At Web Spanish, we have always believed that the best way to fight discrimination is to educate against it, focusing efforts on today’s children and youth and we feel that those who teach young people about other languages and cultures foster a more accepting and inclusive future. In today’s globalized world, it is imperative that we teach our children about diversity. For that reason, we believe that society should protect the institutions that are already in place, as well as create more opportunities for young people to learn about the diversity that exists in the world around them.
Recently PlaySpanish, a company in Charlotte, North Carolina that teaches preschoolers Spanish language and culture, announced on its web page that they would be closed temporarily – and perhaps permanently – as a result of the harassment of its Latino staff when stopped at police roadblocks in Charlotte and Gaston counties in North Carolina. They later published an update, saying that business was back to normal, but it’s clear that nerve’s were frayed to the point that the story was picked up by the local newspaper.
According to Ricardo Mara, the owner and operator of PlaySpanish, two of his instructors, one a U.S. citizen born in Puerto Rico and the other a permanent resident originally from Mexico, were stopped at police/immigration check points, harassed, verbally abused and, in one case, touched inappropriately by an who declared he was searching for weapons or drugs.
Mata employs seven instructors to teach as many as 3,700 children in preschools, day cares, and private homes. Some of the teachers he employs are immigrants. In the face of the persecution of his staff, Mata has considered closing down his business entirely in order to protect his instructors from harassment.
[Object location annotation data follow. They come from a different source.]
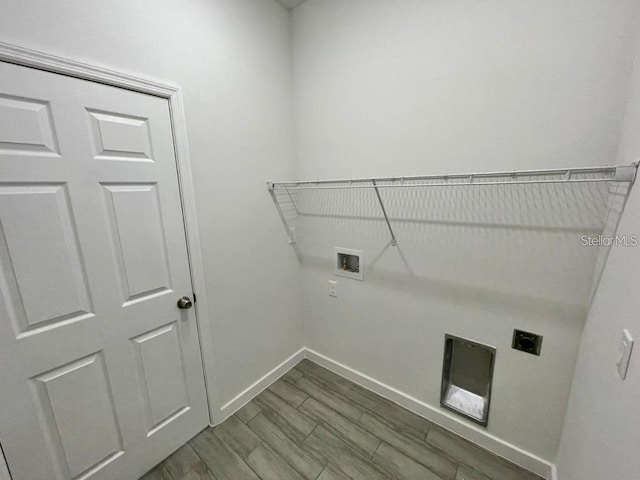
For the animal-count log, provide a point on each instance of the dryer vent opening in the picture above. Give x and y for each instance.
(467, 375)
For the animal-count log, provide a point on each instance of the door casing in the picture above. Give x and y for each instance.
(29, 58)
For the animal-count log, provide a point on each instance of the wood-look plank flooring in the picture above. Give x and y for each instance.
(313, 424)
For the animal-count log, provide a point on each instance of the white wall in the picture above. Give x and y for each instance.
(232, 59)
(601, 438)
(414, 87)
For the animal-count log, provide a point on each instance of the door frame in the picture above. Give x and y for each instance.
(10, 53)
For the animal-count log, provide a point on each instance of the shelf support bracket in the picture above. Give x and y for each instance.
(289, 230)
(384, 212)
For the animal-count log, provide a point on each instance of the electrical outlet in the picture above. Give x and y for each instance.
(333, 288)
(626, 346)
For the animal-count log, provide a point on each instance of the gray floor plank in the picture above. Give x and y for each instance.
(283, 445)
(247, 412)
(157, 473)
(237, 436)
(270, 466)
(327, 377)
(329, 474)
(224, 463)
(289, 393)
(292, 375)
(341, 457)
(388, 410)
(339, 431)
(413, 447)
(347, 431)
(181, 461)
(400, 466)
(200, 472)
(293, 422)
(466, 473)
(477, 458)
(340, 404)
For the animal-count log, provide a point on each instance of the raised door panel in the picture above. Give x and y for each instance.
(78, 416)
(26, 127)
(40, 290)
(161, 371)
(140, 245)
(120, 137)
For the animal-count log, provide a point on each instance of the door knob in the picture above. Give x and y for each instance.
(185, 303)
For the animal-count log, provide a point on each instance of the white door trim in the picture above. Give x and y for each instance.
(51, 63)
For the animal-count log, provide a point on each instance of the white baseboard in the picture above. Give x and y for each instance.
(439, 417)
(263, 382)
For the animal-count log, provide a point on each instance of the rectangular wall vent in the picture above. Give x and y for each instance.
(467, 375)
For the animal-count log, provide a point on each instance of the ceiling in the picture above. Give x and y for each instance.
(291, 3)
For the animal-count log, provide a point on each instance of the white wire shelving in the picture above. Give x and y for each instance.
(617, 173)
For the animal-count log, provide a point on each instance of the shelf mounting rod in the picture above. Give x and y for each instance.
(384, 212)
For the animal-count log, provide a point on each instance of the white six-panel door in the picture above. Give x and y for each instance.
(100, 372)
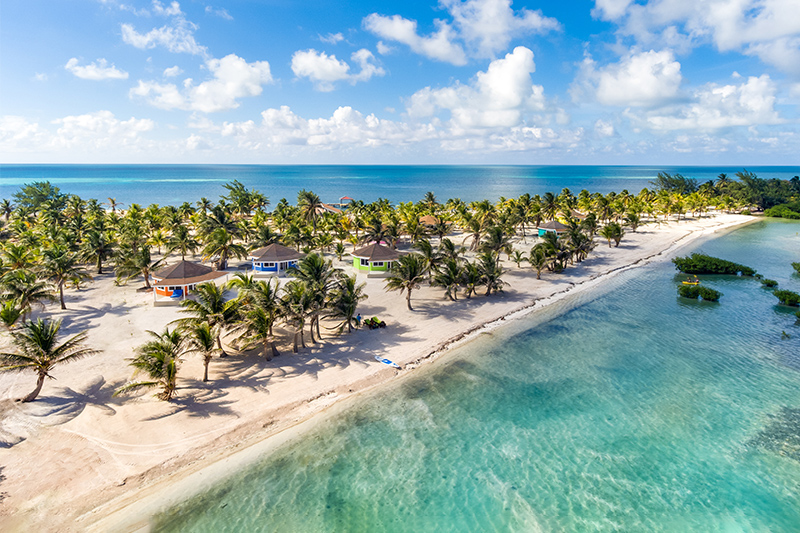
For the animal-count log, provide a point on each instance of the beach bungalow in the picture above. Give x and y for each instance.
(172, 284)
(274, 259)
(552, 226)
(374, 260)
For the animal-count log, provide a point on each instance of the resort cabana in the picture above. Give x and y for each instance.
(274, 259)
(375, 259)
(552, 226)
(172, 284)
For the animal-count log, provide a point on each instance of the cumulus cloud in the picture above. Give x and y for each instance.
(96, 70)
(233, 78)
(719, 106)
(438, 45)
(325, 70)
(332, 38)
(177, 36)
(768, 29)
(499, 97)
(642, 79)
(219, 12)
(486, 27)
(489, 25)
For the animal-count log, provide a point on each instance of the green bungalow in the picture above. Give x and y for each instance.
(552, 226)
(375, 259)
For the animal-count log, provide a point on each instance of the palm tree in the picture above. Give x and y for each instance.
(97, 247)
(131, 263)
(449, 277)
(319, 275)
(297, 304)
(310, 205)
(159, 359)
(183, 241)
(26, 289)
(60, 266)
(490, 272)
(210, 307)
(38, 350)
(344, 300)
(201, 340)
(612, 231)
(406, 274)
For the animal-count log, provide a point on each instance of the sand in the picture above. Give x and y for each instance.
(77, 459)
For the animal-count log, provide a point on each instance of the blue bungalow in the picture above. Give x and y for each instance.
(274, 259)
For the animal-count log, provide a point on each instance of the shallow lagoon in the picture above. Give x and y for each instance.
(625, 408)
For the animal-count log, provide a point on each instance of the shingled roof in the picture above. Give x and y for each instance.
(185, 273)
(275, 253)
(377, 252)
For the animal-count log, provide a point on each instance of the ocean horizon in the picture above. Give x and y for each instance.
(175, 184)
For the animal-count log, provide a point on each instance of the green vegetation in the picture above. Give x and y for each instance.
(789, 298)
(789, 210)
(697, 291)
(705, 264)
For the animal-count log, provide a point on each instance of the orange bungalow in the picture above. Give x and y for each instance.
(172, 283)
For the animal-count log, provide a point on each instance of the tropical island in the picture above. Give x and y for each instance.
(243, 317)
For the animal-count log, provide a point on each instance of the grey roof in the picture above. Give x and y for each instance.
(376, 252)
(275, 253)
(185, 273)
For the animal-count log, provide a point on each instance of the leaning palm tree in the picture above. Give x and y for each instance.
(406, 274)
(61, 266)
(201, 340)
(344, 300)
(27, 289)
(210, 307)
(159, 359)
(38, 350)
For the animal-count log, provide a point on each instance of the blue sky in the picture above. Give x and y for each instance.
(413, 82)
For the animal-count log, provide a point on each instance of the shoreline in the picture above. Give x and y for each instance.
(234, 446)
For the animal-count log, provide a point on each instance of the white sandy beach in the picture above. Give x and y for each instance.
(77, 459)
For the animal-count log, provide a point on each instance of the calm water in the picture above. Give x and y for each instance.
(626, 410)
(174, 184)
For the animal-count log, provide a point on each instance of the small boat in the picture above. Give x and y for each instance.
(386, 362)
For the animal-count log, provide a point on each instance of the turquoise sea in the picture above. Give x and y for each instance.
(621, 409)
(175, 184)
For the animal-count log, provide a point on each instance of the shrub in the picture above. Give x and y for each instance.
(788, 298)
(709, 295)
(705, 264)
(696, 291)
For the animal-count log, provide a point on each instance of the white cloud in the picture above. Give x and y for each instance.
(177, 36)
(486, 26)
(325, 70)
(643, 79)
(499, 97)
(220, 12)
(768, 29)
(172, 10)
(332, 38)
(233, 78)
(96, 70)
(603, 128)
(719, 106)
(438, 45)
(489, 25)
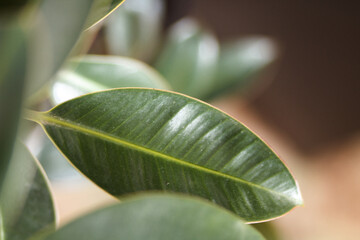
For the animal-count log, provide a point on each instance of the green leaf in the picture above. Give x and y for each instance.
(240, 62)
(25, 201)
(134, 30)
(94, 73)
(268, 230)
(129, 140)
(101, 9)
(189, 59)
(57, 168)
(12, 77)
(53, 36)
(158, 217)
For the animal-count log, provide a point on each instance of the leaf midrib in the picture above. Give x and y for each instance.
(44, 118)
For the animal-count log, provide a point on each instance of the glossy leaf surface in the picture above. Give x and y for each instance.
(159, 217)
(240, 61)
(94, 73)
(129, 140)
(134, 29)
(25, 201)
(188, 60)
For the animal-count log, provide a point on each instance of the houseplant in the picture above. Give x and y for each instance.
(127, 140)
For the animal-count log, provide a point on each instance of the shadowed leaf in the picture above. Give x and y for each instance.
(158, 217)
(26, 203)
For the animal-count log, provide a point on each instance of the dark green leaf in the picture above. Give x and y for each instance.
(95, 73)
(57, 168)
(134, 29)
(241, 61)
(12, 77)
(158, 217)
(129, 140)
(189, 59)
(25, 201)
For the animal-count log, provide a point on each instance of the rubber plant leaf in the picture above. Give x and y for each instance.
(134, 29)
(133, 139)
(240, 63)
(158, 217)
(12, 78)
(26, 203)
(94, 73)
(54, 28)
(189, 59)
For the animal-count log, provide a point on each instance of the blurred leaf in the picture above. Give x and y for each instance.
(52, 36)
(93, 73)
(25, 200)
(134, 30)
(12, 76)
(101, 9)
(189, 59)
(159, 217)
(129, 140)
(9, 7)
(268, 230)
(54, 29)
(241, 61)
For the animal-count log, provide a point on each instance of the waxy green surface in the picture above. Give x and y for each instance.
(158, 217)
(129, 140)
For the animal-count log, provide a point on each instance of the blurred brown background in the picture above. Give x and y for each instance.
(315, 94)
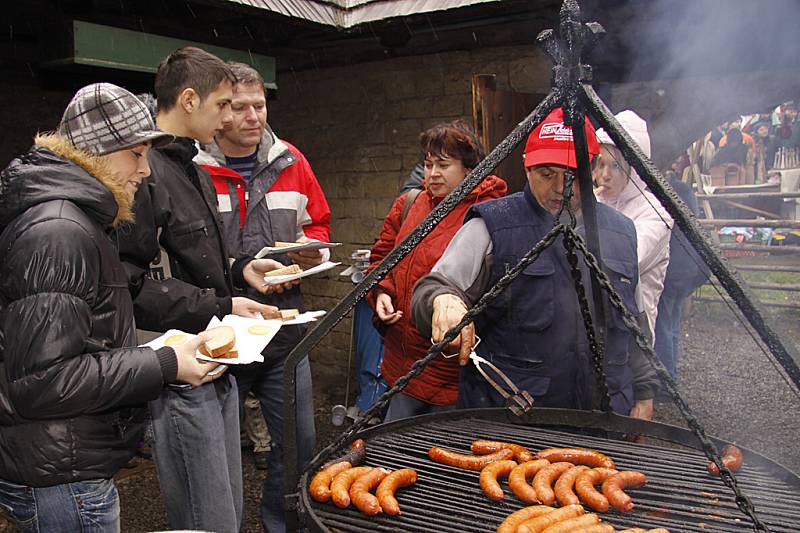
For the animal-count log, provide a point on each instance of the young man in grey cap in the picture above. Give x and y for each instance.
(180, 278)
(73, 384)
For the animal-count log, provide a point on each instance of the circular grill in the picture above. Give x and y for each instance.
(680, 495)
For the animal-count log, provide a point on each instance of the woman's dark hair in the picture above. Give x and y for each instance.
(453, 139)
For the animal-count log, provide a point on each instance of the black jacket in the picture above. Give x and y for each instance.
(71, 394)
(175, 258)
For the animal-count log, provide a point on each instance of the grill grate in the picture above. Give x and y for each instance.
(679, 495)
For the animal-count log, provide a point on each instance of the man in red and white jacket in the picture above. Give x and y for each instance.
(267, 193)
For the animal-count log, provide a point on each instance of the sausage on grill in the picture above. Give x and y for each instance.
(521, 453)
(579, 523)
(578, 456)
(563, 489)
(386, 490)
(320, 487)
(518, 480)
(340, 486)
(489, 484)
(513, 521)
(612, 489)
(540, 523)
(584, 487)
(468, 462)
(544, 479)
(359, 491)
(731, 457)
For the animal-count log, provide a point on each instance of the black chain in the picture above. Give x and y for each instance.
(597, 349)
(742, 501)
(437, 348)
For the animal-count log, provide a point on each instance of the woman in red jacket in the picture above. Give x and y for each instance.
(451, 151)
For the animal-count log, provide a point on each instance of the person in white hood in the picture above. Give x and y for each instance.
(619, 186)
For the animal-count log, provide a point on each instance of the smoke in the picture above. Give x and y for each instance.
(685, 39)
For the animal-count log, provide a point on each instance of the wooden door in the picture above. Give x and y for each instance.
(494, 114)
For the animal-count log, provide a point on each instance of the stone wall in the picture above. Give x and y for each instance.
(359, 125)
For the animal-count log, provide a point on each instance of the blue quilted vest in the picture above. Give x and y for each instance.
(533, 331)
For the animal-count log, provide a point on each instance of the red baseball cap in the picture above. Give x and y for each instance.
(550, 143)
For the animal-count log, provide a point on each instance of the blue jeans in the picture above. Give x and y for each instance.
(403, 406)
(90, 506)
(668, 327)
(198, 457)
(265, 380)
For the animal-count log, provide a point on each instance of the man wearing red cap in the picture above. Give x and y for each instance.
(533, 332)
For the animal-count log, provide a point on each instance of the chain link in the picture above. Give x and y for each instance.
(742, 501)
(437, 348)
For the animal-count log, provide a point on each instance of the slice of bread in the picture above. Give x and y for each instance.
(221, 340)
(288, 314)
(291, 269)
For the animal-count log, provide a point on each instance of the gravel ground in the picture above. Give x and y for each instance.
(723, 375)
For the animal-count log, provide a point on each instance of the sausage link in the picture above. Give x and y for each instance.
(563, 489)
(512, 521)
(579, 523)
(320, 487)
(359, 491)
(612, 489)
(340, 486)
(540, 523)
(584, 487)
(732, 458)
(489, 484)
(578, 456)
(355, 456)
(521, 453)
(599, 528)
(386, 490)
(518, 480)
(468, 462)
(544, 479)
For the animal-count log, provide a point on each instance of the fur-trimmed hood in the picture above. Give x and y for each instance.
(55, 170)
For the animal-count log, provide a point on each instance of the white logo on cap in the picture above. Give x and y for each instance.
(556, 130)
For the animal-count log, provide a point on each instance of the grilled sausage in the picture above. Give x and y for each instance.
(579, 523)
(467, 462)
(359, 491)
(320, 488)
(540, 523)
(386, 490)
(489, 484)
(564, 493)
(544, 479)
(599, 528)
(578, 456)
(584, 487)
(512, 521)
(340, 486)
(612, 489)
(518, 480)
(355, 456)
(731, 457)
(482, 447)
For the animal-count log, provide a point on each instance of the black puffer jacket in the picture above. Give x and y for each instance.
(71, 396)
(174, 254)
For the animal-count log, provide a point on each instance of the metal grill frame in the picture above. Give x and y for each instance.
(539, 418)
(571, 90)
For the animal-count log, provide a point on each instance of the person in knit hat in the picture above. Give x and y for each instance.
(73, 385)
(533, 332)
(619, 186)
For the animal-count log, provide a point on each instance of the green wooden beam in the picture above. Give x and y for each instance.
(109, 47)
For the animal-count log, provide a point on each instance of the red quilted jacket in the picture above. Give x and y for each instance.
(438, 383)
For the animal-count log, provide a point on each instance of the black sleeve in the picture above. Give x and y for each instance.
(53, 366)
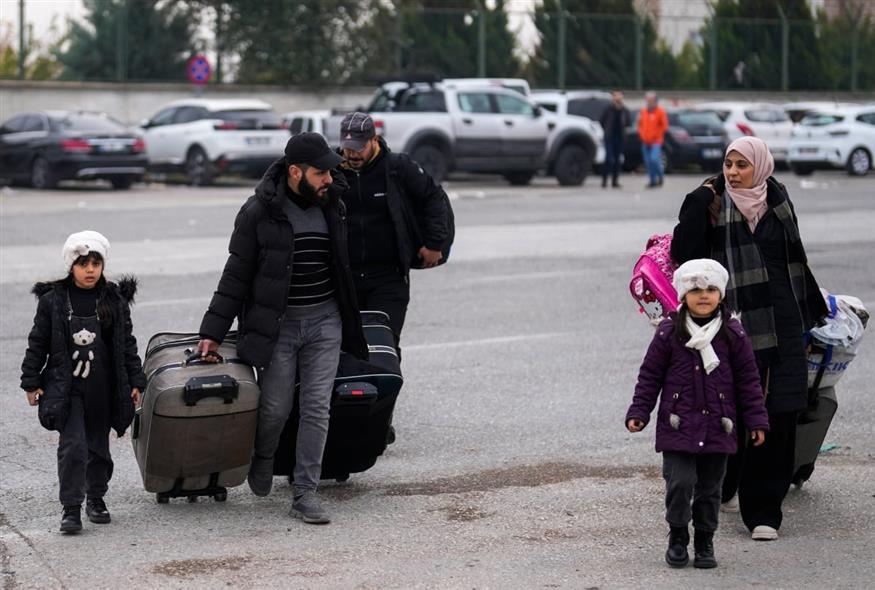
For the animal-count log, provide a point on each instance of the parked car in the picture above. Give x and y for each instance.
(769, 122)
(306, 121)
(841, 137)
(43, 148)
(693, 137)
(483, 126)
(205, 138)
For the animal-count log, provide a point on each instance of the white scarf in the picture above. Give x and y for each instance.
(700, 339)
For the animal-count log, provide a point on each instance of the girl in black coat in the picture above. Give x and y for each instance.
(82, 368)
(744, 219)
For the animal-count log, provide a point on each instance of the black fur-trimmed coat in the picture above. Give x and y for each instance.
(48, 361)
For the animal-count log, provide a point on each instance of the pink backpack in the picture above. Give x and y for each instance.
(651, 284)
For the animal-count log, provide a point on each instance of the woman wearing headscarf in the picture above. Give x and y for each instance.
(744, 219)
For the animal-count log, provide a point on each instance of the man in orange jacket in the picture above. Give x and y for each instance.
(652, 125)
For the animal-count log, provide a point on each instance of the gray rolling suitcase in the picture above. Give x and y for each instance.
(194, 431)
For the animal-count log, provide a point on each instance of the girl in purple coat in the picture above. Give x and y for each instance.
(701, 367)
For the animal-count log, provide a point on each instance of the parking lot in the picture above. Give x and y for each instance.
(512, 468)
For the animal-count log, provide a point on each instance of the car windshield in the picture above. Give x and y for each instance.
(250, 119)
(704, 118)
(86, 122)
(820, 119)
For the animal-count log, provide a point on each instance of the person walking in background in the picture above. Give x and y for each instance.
(701, 366)
(652, 125)
(614, 120)
(82, 368)
(399, 219)
(744, 219)
(287, 280)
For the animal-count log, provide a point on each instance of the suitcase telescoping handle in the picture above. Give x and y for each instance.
(198, 388)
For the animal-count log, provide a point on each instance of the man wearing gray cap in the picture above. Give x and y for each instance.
(399, 219)
(287, 281)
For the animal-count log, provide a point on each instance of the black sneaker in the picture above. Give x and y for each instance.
(676, 555)
(95, 509)
(71, 521)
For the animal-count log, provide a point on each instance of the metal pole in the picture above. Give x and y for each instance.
(713, 68)
(561, 47)
(639, 31)
(855, 45)
(21, 40)
(785, 50)
(481, 40)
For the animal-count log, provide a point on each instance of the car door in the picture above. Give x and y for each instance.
(158, 135)
(523, 131)
(29, 133)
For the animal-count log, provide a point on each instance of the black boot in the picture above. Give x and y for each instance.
(95, 509)
(71, 521)
(676, 555)
(703, 545)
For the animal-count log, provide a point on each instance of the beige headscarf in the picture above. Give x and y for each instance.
(752, 201)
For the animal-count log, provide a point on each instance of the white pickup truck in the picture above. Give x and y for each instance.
(481, 127)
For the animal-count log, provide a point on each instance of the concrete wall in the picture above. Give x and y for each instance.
(131, 103)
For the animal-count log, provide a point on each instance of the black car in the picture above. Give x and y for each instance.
(693, 137)
(43, 148)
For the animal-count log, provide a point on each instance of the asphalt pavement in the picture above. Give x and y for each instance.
(512, 467)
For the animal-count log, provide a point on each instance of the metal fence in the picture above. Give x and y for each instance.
(551, 49)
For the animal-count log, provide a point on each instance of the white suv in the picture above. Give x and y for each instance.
(842, 137)
(769, 122)
(208, 137)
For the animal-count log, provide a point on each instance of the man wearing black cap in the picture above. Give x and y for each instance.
(399, 219)
(287, 280)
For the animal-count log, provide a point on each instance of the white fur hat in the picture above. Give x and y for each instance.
(700, 274)
(81, 243)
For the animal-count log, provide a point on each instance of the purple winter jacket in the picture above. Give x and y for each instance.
(699, 400)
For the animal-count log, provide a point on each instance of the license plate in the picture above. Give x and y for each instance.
(115, 146)
(712, 153)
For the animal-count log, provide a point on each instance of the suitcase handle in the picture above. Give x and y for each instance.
(192, 355)
(198, 388)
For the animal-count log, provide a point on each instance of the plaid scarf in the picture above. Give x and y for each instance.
(748, 289)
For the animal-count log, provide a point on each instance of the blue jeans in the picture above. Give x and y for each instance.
(313, 345)
(652, 161)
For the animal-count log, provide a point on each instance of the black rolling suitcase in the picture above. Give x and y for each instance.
(361, 407)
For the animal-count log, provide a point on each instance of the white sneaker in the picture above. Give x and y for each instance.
(764, 533)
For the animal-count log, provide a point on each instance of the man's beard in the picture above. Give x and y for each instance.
(310, 194)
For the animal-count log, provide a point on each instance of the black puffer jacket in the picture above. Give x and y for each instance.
(255, 283)
(48, 361)
(419, 207)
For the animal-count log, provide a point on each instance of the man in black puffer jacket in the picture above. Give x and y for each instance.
(399, 219)
(288, 282)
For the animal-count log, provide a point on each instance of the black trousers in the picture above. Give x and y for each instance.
(613, 158)
(692, 488)
(84, 463)
(385, 290)
(762, 475)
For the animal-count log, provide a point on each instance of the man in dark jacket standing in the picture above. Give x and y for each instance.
(288, 282)
(614, 120)
(399, 219)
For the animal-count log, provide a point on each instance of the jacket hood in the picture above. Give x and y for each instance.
(125, 286)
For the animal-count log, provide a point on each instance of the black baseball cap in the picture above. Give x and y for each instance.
(311, 149)
(356, 130)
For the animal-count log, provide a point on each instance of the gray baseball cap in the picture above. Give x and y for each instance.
(356, 130)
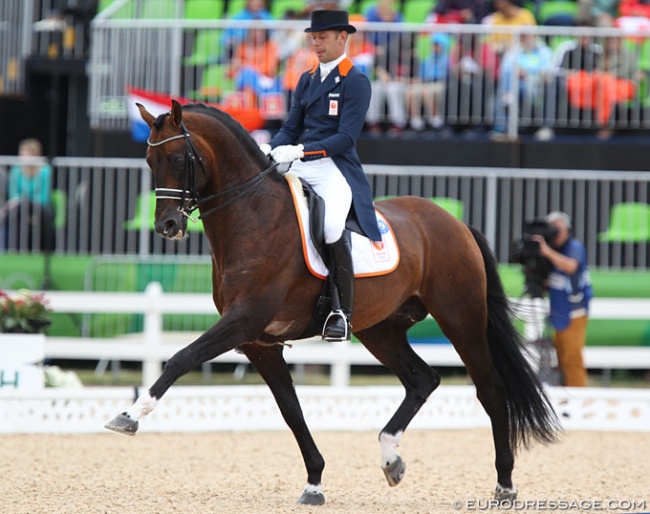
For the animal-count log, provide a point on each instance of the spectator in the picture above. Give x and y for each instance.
(570, 291)
(474, 67)
(574, 58)
(389, 77)
(508, 14)
(29, 206)
(459, 11)
(634, 8)
(360, 50)
(603, 90)
(255, 66)
(429, 85)
(527, 65)
(253, 10)
(600, 13)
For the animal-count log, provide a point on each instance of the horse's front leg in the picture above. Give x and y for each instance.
(228, 333)
(272, 367)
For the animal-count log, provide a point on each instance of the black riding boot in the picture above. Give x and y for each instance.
(337, 326)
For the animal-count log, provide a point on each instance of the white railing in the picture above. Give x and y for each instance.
(232, 408)
(154, 346)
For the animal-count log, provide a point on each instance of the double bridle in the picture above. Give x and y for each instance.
(188, 197)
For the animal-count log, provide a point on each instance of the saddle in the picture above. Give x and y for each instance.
(369, 258)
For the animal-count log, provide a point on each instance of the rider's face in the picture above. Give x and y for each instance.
(328, 44)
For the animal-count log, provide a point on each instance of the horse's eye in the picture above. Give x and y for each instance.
(176, 160)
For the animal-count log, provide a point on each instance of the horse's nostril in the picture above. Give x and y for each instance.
(171, 228)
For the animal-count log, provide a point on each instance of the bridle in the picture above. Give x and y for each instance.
(188, 197)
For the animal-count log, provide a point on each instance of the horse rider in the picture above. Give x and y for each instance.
(319, 136)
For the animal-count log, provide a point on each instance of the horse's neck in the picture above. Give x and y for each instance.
(255, 214)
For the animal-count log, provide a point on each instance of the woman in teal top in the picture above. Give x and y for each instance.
(29, 202)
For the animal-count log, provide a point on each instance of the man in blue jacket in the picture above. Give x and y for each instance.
(319, 136)
(569, 288)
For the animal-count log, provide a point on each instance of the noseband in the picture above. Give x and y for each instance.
(188, 197)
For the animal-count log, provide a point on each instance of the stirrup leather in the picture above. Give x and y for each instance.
(338, 313)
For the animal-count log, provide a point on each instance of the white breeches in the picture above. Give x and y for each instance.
(329, 183)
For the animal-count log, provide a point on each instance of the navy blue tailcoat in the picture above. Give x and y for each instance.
(327, 118)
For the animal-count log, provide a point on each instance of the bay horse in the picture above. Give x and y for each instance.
(202, 158)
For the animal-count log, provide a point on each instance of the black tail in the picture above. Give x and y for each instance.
(530, 413)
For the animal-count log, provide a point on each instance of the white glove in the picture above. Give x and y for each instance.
(287, 153)
(266, 148)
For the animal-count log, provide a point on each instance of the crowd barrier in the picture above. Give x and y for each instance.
(154, 346)
(235, 408)
(104, 206)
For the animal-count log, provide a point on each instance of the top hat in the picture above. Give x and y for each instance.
(330, 20)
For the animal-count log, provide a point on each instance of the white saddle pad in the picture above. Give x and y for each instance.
(369, 258)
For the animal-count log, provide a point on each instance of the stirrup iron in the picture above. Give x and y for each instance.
(337, 314)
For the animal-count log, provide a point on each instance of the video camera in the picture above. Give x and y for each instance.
(525, 251)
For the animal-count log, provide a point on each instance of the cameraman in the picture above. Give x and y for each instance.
(569, 287)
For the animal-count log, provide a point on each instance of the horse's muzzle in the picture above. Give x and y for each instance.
(171, 228)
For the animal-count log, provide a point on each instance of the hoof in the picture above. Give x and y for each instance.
(122, 424)
(394, 472)
(311, 498)
(505, 493)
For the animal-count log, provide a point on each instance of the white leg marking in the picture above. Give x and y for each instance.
(143, 406)
(314, 489)
(388, 444)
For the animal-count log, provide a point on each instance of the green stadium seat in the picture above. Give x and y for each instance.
(145, 208)
(416, 11)
(159, 10)
(235, 6)
(453, 206)
(206, 48)
(551, 8)
(204, 9)
(364, 5)
(629, 222)
(126, 12)
(215, 84)
(280, 7)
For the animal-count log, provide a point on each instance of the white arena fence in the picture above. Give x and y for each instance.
(334, 407)
(105, 206)
(252, 408)
(154, 346)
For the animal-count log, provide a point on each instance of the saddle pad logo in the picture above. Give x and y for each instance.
(369, 258)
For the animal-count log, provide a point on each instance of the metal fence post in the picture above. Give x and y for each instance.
(153, 328)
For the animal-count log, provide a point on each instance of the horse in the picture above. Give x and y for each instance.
(202, 158)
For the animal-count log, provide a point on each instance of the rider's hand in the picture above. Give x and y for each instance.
(287, 153)
(266, 148)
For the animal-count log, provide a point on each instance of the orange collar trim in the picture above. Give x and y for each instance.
(344, 67)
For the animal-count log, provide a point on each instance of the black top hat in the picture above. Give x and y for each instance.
(330, 20)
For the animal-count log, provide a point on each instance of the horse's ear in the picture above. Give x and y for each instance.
(146, 115)
(177, 113)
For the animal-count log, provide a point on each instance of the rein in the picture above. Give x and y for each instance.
(192, 202)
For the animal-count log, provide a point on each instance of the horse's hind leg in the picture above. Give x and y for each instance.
(388, 343)
(272, 367)
(474, 351)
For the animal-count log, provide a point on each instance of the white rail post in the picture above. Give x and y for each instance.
(153, 326)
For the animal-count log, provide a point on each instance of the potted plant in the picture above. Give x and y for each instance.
(26, 313)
If that were to happen, a very valuable service would be lost in the Charlotte community.
Mata perceives the incidents with members of his staff to be part of a growing epidemic of harassment against immigrants as a result of the election of Donald Trump. Yet despite whether or not these incidents were politically charged, harassment has no place in society. As fellow Spanish language teachers, we offer support for our colleagues who are facing discrimination around the world, and encourage them to persevere. Young people – and older people alike – need you now more than ever.